URGENT – Afghanistan Refugees need more help from Canada

In politics, timing can be everything. During the 2015 Federal election campaign, Justin Trudeau was able to outmaneuver then Prime Minister Stephen Harper by promising that he would bring more Syrian refugees to Canada, and faster, then Harper was promising. The death of Alan Kurdi and the image of his body on a beach, motivated nations, including Canada, to act with haste and increased aid towards Syrian refugees fleeing the violence and terror of a civil war. With Trudeau winning the 2015 election, Canada resettled more than 40,00 Syrian refugees. It was a good news story that fit into Canada’s national narrative as a refuge welcoming country. A narrative which the governing Liberal party tries to hold as its own political brand.

By contrast, timing has not been on Trudeau’s side when it comes to the plight of refugees from Afghanistan. Taliban forces took control of Kabul on August 15, 2021 and became the de facto government of Afghanistan after a hurried pull out by the United States of America. Canada had announced earlier in July that it would help those Afghans who “put themselves at great risk to help Canada”, but this promise had little clarity and even less focus after the election writ was dropped on August 15. Post-election, Trudeau now risks serious harm to the Liberal brand if he does not act more decisively to assist Afghans in need.

This week a coalition of Canadian refugee advocates and organization published an Open Letter posted on the World Refugee and Migration Council website. The Council includes former Foreign Affairs Minister Lloyd Axworthy, Former Ambassador to the UN Allan Rock, and current Senator Ratna Omidvar, amongst its governing Council Members.

The succinct letter asks for Canada to clarify which Afghans it will assist and how. It asks for Canada to devote “significant additional human resources” to the task and to waive the pre-requirement that these refugees undergo UNHCR assessments before they can be privately sponsored.

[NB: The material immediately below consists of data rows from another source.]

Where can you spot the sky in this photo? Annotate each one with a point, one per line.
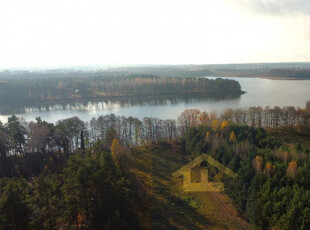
(54, 33)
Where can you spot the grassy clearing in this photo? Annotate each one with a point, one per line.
(163, 205)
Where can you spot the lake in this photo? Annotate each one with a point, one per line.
(260, 92)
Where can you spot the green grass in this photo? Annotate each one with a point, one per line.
(164, 205)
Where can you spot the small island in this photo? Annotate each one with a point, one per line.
(64, 89)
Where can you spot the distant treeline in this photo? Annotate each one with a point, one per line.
(73, 173)
(291, 73)
(65, 89)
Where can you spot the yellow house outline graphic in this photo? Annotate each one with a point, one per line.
(204, 185)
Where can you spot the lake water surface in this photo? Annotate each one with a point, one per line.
(260, 92)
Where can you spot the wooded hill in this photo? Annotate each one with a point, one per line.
(31, 91)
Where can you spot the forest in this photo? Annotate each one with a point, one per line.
(74, 174)
(32, 91)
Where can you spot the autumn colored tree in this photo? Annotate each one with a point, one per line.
(258, 163)
(224, 125)
(215, 125)
(292, 169)
(232, 137)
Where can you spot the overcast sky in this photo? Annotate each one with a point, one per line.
(49, 33)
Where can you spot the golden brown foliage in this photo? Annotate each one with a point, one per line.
(292, 169)
(233, 137)
(258, 163)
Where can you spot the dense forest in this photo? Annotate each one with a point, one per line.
(33, 91)
(73, 174)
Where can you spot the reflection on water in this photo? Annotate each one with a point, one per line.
(263, 92)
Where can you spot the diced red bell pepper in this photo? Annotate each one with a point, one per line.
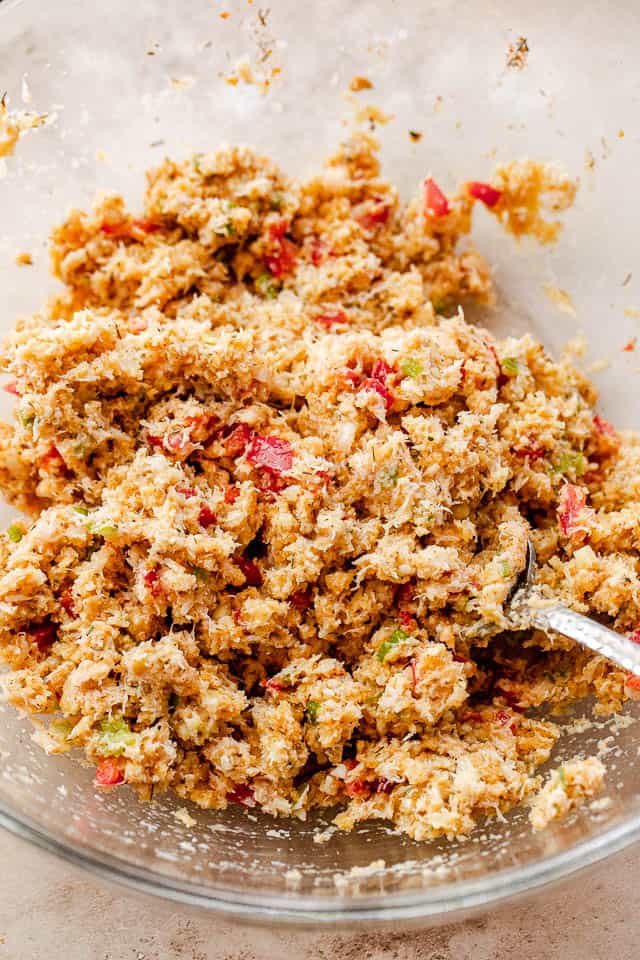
(135, 229)
(318, 251)
(251, 571)
(175, 442)
(406, 618)
(604, 427)
(236, 441)
(403, 593)
(206, 517)
(435, 201)
(43, 635)
(271, 453)
(152, 580)
(357, 788)
(109, 772)
(531, 452)
(301, 599)
(374, 216)
(243, 794)
(231, 494)
(138, 324)
(377, 386)
(54, 458)
(352, 377)
(187, 492)
(147, 226)
(278, 228)
(328, 320)
(571, 504)
(283, 259)
(484, 192)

Under current Canadian refugee laws, a group of private Canadian citizens cannot initiate the sponsorship of a refugee from outside Canada unless this refugee has been first recognized by the UNHCR. Waiving this condition and deeming the Afghanistan situation as one that is a prima facie refugee situation is a major request made in the Council’s letter. It is a request, which if granted, would greatly assist the refugees.

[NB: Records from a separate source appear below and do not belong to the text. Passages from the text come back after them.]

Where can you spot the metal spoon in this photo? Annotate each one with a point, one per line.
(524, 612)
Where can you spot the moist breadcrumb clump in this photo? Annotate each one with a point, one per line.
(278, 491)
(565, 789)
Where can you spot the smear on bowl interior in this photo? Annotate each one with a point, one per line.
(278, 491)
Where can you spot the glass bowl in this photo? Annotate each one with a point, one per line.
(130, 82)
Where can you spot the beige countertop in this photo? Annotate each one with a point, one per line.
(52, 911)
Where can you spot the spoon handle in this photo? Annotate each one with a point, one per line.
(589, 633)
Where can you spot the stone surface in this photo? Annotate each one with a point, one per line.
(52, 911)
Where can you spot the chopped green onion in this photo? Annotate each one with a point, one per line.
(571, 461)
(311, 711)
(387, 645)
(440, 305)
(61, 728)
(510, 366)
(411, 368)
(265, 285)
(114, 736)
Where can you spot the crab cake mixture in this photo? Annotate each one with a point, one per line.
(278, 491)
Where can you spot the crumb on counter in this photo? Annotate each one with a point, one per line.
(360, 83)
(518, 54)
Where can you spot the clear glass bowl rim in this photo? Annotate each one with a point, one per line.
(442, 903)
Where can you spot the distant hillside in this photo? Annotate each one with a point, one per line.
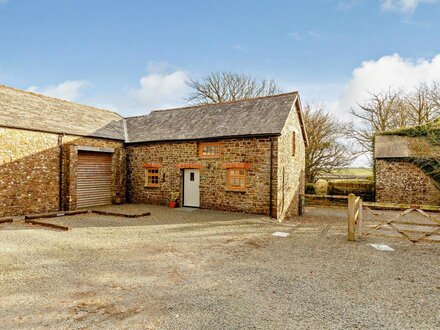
(350, 173)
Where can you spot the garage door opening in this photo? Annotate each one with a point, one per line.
(94, 179)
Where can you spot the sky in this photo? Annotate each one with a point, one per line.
(135, 56)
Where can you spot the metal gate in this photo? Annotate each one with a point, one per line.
(94, 179)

It is still unclear, how the Canadian government will respond. While some delay might be understandable in a context where the new Minister of Immigration, Refugees and Citizenship was only sworn in last week, for the Afghan community in Canada which numbers over 90,000, the delays in assistance have become unbearable. The promises of July have borne little fruit as we enter November.

In my view a part of what differs between the Syrian case and that of Afghanistan is that there appears to be much less fervour by Canadians to jump in and help this time. There is a clear sense of fatigue as Canada deals with the fourth wave of Covid, economic uncertainty, and the growing climate emergency. With the end of Canada’s military mission in Afghanistan in 2014, there also appears to be an inability for Canadians to understand the linkages between Canada’s stated development mission in Afghanistan, which began more than 20 years ago, and the need to assist Afghan refugees today.

The new Liberal government needs to remember that the timing of the next election might be closer than they think. As the Open Letter points out, this is not at time for laxity on the Afghan refugee file.